Abstract-When developing gigabit speed communication systems, a lot of design and implementation challenges emerge. And prototype is important to assess the overall system performance and complexity trade-offs under real-world conditions. In this contribution, prototype design and implementation of a time division-fourth generation (TD-4G) system-time division duplex-gigabit speed (TDD-GBPS) demonstration system is presented. TDD-GBPS is a multiple input multiple output orthogonal frequency division multiplexing (MIMO-OFDM) system, capable of transmitting at a peak data rate of 1 Gbit/s over 100 MHz bandwidth. Aspects of TDD-GBPS system architecture, key physical layer transmission technologies and demonstration system hardware implementation are all covered. Testbed results of TDD-GBPS system are also provided in the paper to validate the system performance.
I. Introduction
Due to the scarcity of the spectrum resource, anticipated future wireless communication systems will require high spectral efficiency capable technologies. And time-division duplex (TDD) is a promising choice to meet this requirement for its superiority to take full advantage of the unpaired spectrum [1] . TDD wireless communication systems can dynamically allocate the radio resource between uplink and downlink via making adjustment to the proportion of uplink/downlink time slot. This means that TDD systems have the inherence to support asymmetric services, e.g., mobile Internet and web page viewing. In addition, sophisticated signal preprocessing schemes, e.g., joint transmission, smart antenna and beamforming can be exploited in TDD systems, utilizing the channel reciprocity.
Currently, more and more attention has been paid to the TDD-based wireless communication systems. Time divisionsynchronous code division multiple access (TD-SCDMA) was proposed by China academy of telecommunications technology (CATT) and has been accepted as one of 3G standards. TD-SCDMA has adopted various advanced technologies, such as smart antenna, joint detection, software defined radio, and deployed by China Mobile Communications Corporation since 2008.

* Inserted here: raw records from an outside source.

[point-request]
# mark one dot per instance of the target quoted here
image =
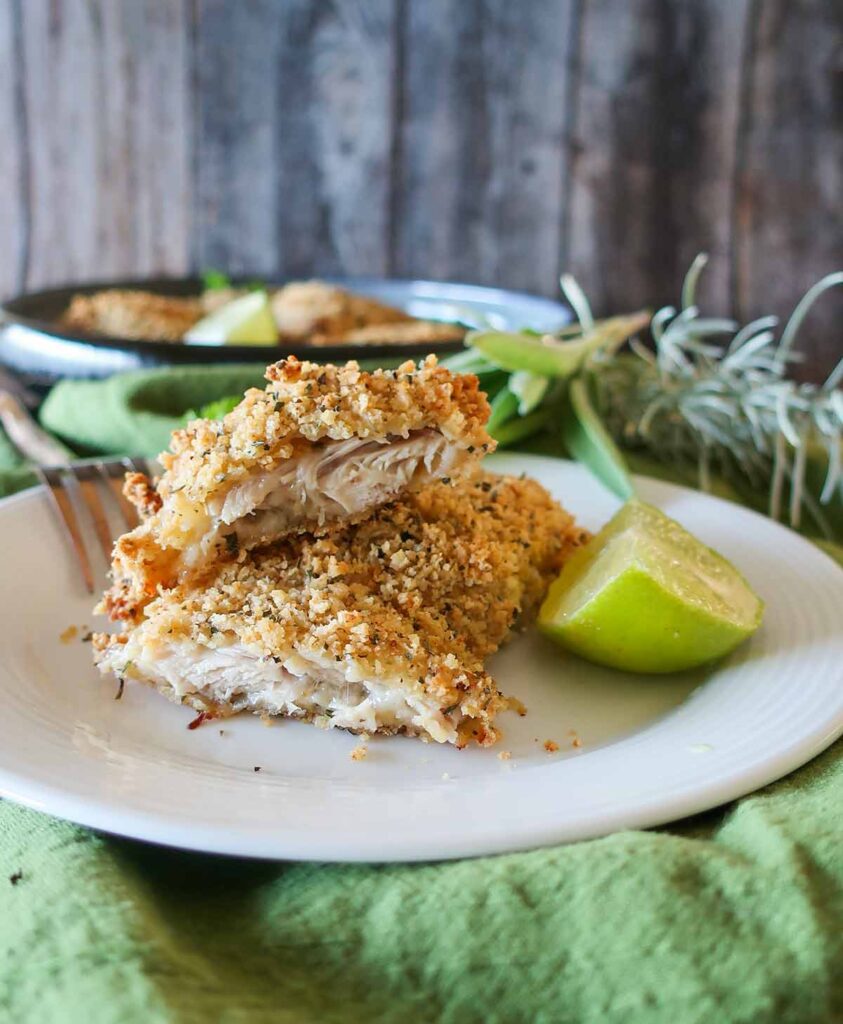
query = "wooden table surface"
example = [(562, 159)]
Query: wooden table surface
[(486, 140)]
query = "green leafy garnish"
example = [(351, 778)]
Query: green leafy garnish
[(214, 281)]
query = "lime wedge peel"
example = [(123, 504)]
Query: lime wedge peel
[(644, 595), (247, 321)]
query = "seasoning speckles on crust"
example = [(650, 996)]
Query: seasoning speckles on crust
[(379, 627), (321, 445)]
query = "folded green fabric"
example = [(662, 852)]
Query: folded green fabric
[(731, 916)]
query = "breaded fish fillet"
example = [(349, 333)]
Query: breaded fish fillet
[(127, 313), (320, 445), (380, 627), (322, 313)]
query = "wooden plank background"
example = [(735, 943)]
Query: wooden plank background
[(482, 140)]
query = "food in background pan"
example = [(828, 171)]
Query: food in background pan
[(302, 312)]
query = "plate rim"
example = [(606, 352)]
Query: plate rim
[(108, 816)]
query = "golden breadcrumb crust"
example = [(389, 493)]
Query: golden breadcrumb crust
[(422, 591), (305, 402), (126, 313), (323, 314)]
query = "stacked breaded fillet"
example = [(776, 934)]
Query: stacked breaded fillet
[(330, 551)]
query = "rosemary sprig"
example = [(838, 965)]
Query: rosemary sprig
[(707, 394)]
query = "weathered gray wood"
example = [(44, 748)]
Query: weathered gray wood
[(293, 144), (477, 139), (106, 95), (13, 200), (655, 122), (481, 158), (789, 211)]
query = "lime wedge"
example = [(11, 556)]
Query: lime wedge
[(247, 321), (644, 595)]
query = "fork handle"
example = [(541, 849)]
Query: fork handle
[(27, 436)]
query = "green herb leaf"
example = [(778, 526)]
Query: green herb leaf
[(213, 281), (529, 389), (504, 407), (548, 356), (589, 441)]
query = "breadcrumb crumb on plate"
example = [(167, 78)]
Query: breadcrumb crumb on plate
[(131, 768)]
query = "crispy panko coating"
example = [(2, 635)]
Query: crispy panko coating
[(382, 626), (125, 313), (219, 474), (323, 314)]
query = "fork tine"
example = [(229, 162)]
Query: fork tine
[(87, 478), (52, 479), (113, 473)]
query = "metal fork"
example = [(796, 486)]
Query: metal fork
[(60, 475), (90, 478)]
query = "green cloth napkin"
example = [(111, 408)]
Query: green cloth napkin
[(731, 916)]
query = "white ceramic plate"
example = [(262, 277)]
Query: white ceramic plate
[(652, 750)]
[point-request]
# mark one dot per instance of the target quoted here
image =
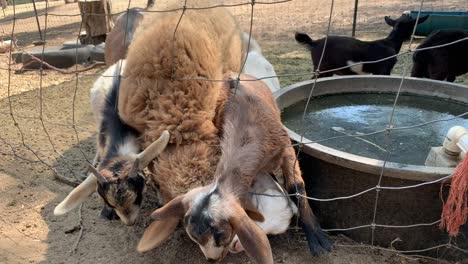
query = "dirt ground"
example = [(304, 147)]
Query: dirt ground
[(47, 130)]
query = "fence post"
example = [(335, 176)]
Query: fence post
[(355, 18)]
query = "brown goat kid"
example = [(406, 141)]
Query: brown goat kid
[(254, 142)]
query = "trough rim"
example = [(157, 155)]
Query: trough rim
[(360, 163)]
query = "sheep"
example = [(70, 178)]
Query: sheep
[(152, 99), (121, 162), (445, 63), (258, 66), (120, 37), (344, 51), (214, 213)]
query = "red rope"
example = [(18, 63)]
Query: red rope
[(455, 209)]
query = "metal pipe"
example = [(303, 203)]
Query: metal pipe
[(353, 34), (37, 20)]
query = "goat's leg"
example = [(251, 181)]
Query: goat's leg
[(451, 78), (317, 239), (109, 213)]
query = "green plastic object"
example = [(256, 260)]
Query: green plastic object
[(441, 20)]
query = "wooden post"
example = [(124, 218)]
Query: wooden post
[(96, 17)]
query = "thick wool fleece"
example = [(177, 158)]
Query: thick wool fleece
[(206, 44)]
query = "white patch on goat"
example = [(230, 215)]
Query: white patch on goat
[(259, 67), (277, 208), (358, 69), (129, 147), (101, 88), (211, 251), (253, 43)]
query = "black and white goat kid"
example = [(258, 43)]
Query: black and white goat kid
[(119, 177), (444, 63), (343, 51)]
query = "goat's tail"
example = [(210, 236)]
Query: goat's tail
[(304, 39)]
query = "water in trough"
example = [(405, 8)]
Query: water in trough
[(352, 113)]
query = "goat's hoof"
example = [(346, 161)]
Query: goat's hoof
[(109, 213), (318, 241)]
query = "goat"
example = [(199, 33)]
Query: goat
[(213, 214), (344, 51), (120, 37), (445, 63), (258, 66), (269, 198), (153, 98), (119, 178)]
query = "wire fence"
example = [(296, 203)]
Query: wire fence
[(47, 121)]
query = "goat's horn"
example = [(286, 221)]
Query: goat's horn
[(153, 150), (101, 179)]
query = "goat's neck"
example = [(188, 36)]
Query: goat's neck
[(395, 39), (236, 184), (123, 147)]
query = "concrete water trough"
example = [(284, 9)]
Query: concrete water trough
[(343, 169)]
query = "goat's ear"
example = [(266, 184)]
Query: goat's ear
[(153, 150), (422, 19), (101, 179), (253, 239), (156, 233), (77, 196), (173, 209), (253, 212), (390, 21)]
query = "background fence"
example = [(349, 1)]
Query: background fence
[(46, 123)]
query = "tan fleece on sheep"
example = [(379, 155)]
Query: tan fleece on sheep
[(207, 43)]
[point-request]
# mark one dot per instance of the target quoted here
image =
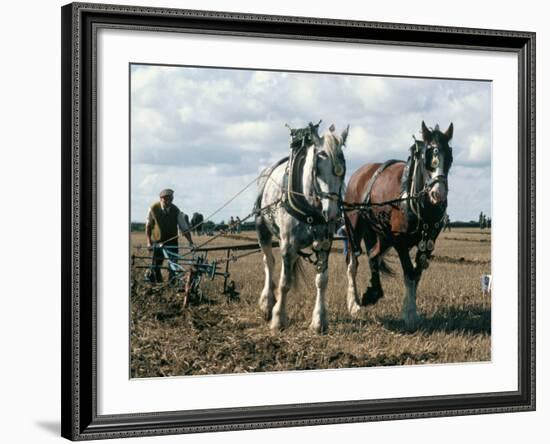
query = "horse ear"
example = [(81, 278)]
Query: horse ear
[(449, 132), (426, 133), (345, 135)]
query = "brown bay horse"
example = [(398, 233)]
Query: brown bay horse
[(401, 205)]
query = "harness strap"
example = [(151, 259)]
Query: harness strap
[(295, 202), (377, 173)]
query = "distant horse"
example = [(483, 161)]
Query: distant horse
[(298, 202), (196, 223), (403, 206)]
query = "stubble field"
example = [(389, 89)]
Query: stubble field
[(216, 336)]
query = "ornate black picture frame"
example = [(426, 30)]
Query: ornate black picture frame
[(80, 419)]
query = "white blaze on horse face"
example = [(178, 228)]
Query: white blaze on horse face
[(330, 184), (438, 192)]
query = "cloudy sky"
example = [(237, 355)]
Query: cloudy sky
[(207, 133)]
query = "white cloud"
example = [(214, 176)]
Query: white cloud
[(216, 126)]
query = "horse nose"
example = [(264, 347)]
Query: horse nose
[(436, 196)]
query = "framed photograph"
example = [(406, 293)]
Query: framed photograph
[(274, 221)]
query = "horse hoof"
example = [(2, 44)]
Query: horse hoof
[(371, 296)]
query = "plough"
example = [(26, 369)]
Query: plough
[(187, 268)]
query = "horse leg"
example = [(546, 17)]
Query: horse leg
[(374, 291), (352, 298), (411, 276), (279, 318), (319, 322), (267, 298)]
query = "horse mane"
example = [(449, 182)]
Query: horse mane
[(332, 144)]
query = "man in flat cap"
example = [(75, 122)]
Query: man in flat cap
[(161, 229)]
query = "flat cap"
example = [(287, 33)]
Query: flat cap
[(166, 192)]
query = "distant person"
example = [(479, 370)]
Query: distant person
[(447, 223), (161, 229), (482, 221)]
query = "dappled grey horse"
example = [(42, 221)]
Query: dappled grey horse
[(298, 202)]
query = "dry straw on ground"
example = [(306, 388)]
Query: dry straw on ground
[(218, 336)]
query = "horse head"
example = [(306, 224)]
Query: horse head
[(436, 158)]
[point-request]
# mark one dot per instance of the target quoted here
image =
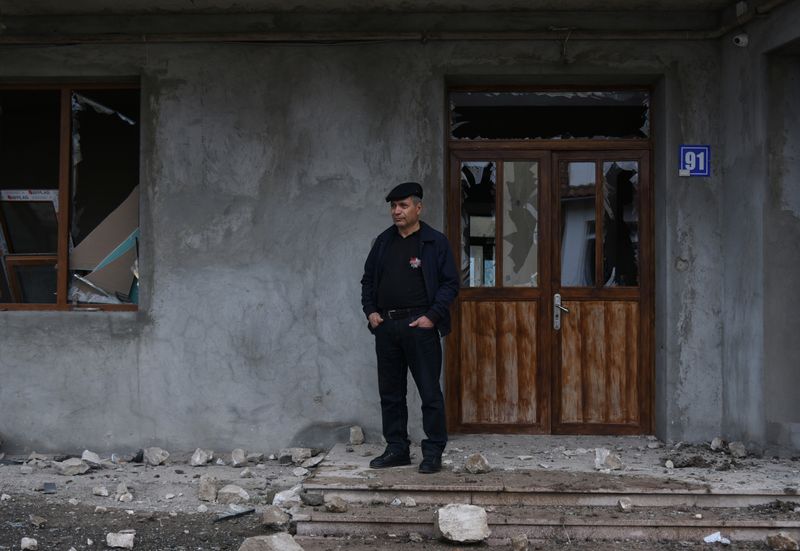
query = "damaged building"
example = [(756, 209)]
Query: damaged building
[(189, 189)]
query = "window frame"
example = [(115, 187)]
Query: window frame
[(66, 89)]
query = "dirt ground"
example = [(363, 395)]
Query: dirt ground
[(75, 525), (164, 510)]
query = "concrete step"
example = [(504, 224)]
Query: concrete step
[(538, 489), (578, 523)]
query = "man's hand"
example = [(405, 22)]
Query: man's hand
[(375, 320), (422, 322)]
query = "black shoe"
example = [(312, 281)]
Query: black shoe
[(430, 465), (390, 459)]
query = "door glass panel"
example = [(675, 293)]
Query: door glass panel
[(550, 115), (520, 223), (577, 193), (478, 183), (621, 223)]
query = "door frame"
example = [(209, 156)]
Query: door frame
[(547, 152), (644, 292)]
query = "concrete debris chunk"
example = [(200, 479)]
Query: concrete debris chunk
[(155, 456), (604, 459), (273, 517), (208, 488), (782, 541), (238, 457), (294, 455), (519, 542), (462, 523), (275, 542), (91, 458), (312, 499), (356, 435), (232, 494), (201, 457), (577, 451), (121, 540), (717, 537), (477, 464), (336, 504), (255, 457), (313, 461), (288, 498), (70, 467), (123, 493), (737, 450)]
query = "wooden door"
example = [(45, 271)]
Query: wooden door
[(498, 374), (602, 273), (522, 226)]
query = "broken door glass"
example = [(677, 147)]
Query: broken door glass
[(478, 183), (621, 223), (29, 161), (520, 223), (577, 192), (549, 115), (105, 199)]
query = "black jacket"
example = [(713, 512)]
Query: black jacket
[(438, 271)]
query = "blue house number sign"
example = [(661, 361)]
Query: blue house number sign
[(695, 160)]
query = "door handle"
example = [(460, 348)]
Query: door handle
[(557, 309)]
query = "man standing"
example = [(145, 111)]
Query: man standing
[(409, 282)]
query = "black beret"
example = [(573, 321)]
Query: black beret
[(406, 189)]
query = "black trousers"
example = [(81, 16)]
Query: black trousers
[(401, 348)]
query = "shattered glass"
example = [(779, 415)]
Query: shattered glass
[(577, 194), (550, 115), (478, 189), (621, 223), (520, 223)]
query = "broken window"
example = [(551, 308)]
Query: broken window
[(69, 203), (549, 115), (618, 195)]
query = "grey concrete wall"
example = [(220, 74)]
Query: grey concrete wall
[(264, 169), (782, 254), (749, 224)]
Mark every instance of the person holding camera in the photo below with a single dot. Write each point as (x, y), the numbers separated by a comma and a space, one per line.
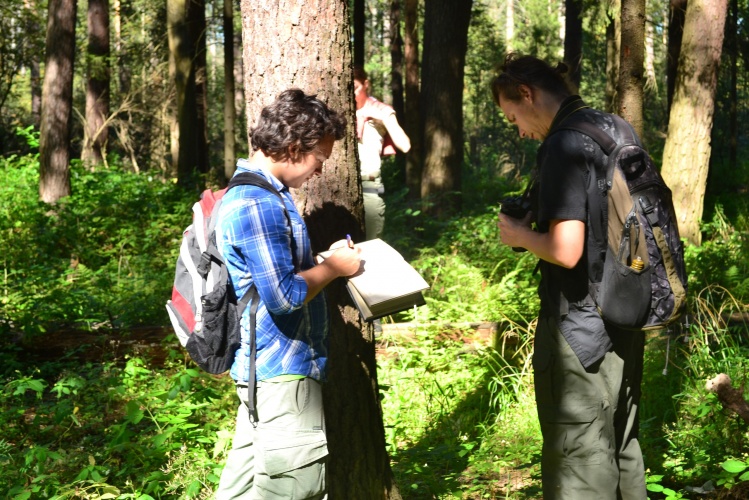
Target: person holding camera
(587, 374)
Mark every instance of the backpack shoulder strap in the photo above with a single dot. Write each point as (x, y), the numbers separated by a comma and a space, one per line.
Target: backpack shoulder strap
(607, 143)
(252, 179)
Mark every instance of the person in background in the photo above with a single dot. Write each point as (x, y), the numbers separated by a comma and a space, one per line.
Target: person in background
(378, 133)
(280, 451)
(587, 374)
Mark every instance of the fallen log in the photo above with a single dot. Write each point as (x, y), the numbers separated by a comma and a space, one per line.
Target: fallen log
(731, 398)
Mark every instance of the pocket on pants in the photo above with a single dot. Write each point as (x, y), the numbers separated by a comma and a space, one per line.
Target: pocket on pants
(287, 450)
(571, 432)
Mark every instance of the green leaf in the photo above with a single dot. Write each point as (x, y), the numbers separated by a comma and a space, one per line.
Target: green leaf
(734, 466)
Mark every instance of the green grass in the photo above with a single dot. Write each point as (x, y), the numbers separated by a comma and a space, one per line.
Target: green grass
(108, 421)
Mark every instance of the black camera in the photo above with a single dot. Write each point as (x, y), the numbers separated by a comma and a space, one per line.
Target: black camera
(516, 207)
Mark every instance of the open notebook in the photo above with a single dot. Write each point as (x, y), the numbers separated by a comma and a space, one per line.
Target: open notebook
(387, 284)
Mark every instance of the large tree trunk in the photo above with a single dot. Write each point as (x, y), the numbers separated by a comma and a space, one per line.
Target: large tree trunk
(281, 41)
(396, 78)
(97, 85)
(733, 128)
(632, 63)
(678, 9)
(573, 38)
(186, 23)
(230, 115)
(613, 48)
(686, 157)
(412, 122)
(510, 25)
(445, 43)
(57, 101)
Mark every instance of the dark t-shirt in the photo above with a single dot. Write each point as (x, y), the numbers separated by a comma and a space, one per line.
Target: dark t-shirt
(566, 160)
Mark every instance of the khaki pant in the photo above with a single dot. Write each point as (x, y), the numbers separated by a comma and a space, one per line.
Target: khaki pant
(589, 418)
(374, 215)
(284, 456)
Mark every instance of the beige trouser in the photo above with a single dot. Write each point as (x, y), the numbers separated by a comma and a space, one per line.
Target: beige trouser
(284, 456)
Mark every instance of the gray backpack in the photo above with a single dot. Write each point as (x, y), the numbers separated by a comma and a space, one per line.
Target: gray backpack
(643, 284)
(204, 309)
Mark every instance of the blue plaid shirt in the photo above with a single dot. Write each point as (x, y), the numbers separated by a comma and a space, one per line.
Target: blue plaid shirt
(255, 240)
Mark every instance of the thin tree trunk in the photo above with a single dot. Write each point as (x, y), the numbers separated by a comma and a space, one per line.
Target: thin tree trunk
(396, 78)
(651, 80)
(34, 66)
(510, 25)
(678, 9)
(239, 104)
(360, 21)
(186, 21)
(613, 48)
(632, 59)
(686, 156)
(281, 38)
(57, 102)
(230, 116)
(412, 122)
(573, 38)
(36, 91)
(97, 85)
(445, 43)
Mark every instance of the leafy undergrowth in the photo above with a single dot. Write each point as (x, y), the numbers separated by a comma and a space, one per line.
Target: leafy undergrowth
(460, 422)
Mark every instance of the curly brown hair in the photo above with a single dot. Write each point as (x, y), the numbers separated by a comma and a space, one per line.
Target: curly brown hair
(533, 72)
(294, 124)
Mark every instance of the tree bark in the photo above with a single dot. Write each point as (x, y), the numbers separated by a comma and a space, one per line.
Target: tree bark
(412, 122)
(573, 39)
(733, 127)
(678, 9)
(97, 85)
(186, 22)
(445, 44)
(632, 60)
(230, 116)
(57, 101)
(686, 156)
(396, 78)
(281, 38)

The evolution of TD-SCDMA arises from the increasing demands of multimedia-based applications which the 2 Mbit/s peak data rate of TD-SCDMA failed to meet. And the evolution can be categorized into four phases [2] , i.e., high speed uplink/downlink packet access (HSxPA), time division-long term evolution (TD-LTE), time division-beyond 3G (TD-B3G) and time division-fourth generation (TD-4G). The predictable trend is that TD-SCDMA will evolve smoothly to TD-4G, aiming for higher data rate, lower latency and higher network efficiency. Tremendous of technology innovations are the driving force behind the evolution of TD-SCDMA. Enhanced with technologies such as adaptive modulation and coding (AMC), hybrid automatic repeat request (HARQ), orthogonal frequency division multiplexing (OFDM) and multiple input and multiple output (MIMO), the evolution of TD-SCDMA is very promising. And 100 Mbit/s peak data rate within a bandwidth of 20 MHz has already been realized in some B3G outfield testing systems [3] . Driven by the rapid growth of mobile applications, e.g., video on demand and streaming media, 4G wireless communication systems are referred to as IP-based, mobile ultrabroadband (gigabit speed) access and multi-carrier transmission networks. In the existing LTE specification Release 9, 1 Gbit/s downlink peak data rate and 500 Mbit/s uplink peak data rate has been proposed to meet the requirements of 4G systems [4] . However, it is indeed challenging for wireless transmission technologies in gigabit speed systems. And prototype implementations of such systems have become an excellent tool to identify the system performance and assess the trade-offs. From 2007 to 2009, we have developed a gigabit speed wireless communication demonstration system-TDD-GBPS by the National High Technology Research and Development Program 863. The main physical layer transmission characteristics of TDD-GBPS system is described as:
• Peak data transmission rate in excess of 1Gbit/s; • Spectrum efficiency is up to 10 bit/s/Hz; • Bit error rate (BER) under 10 −6 at SNR around 15 dB.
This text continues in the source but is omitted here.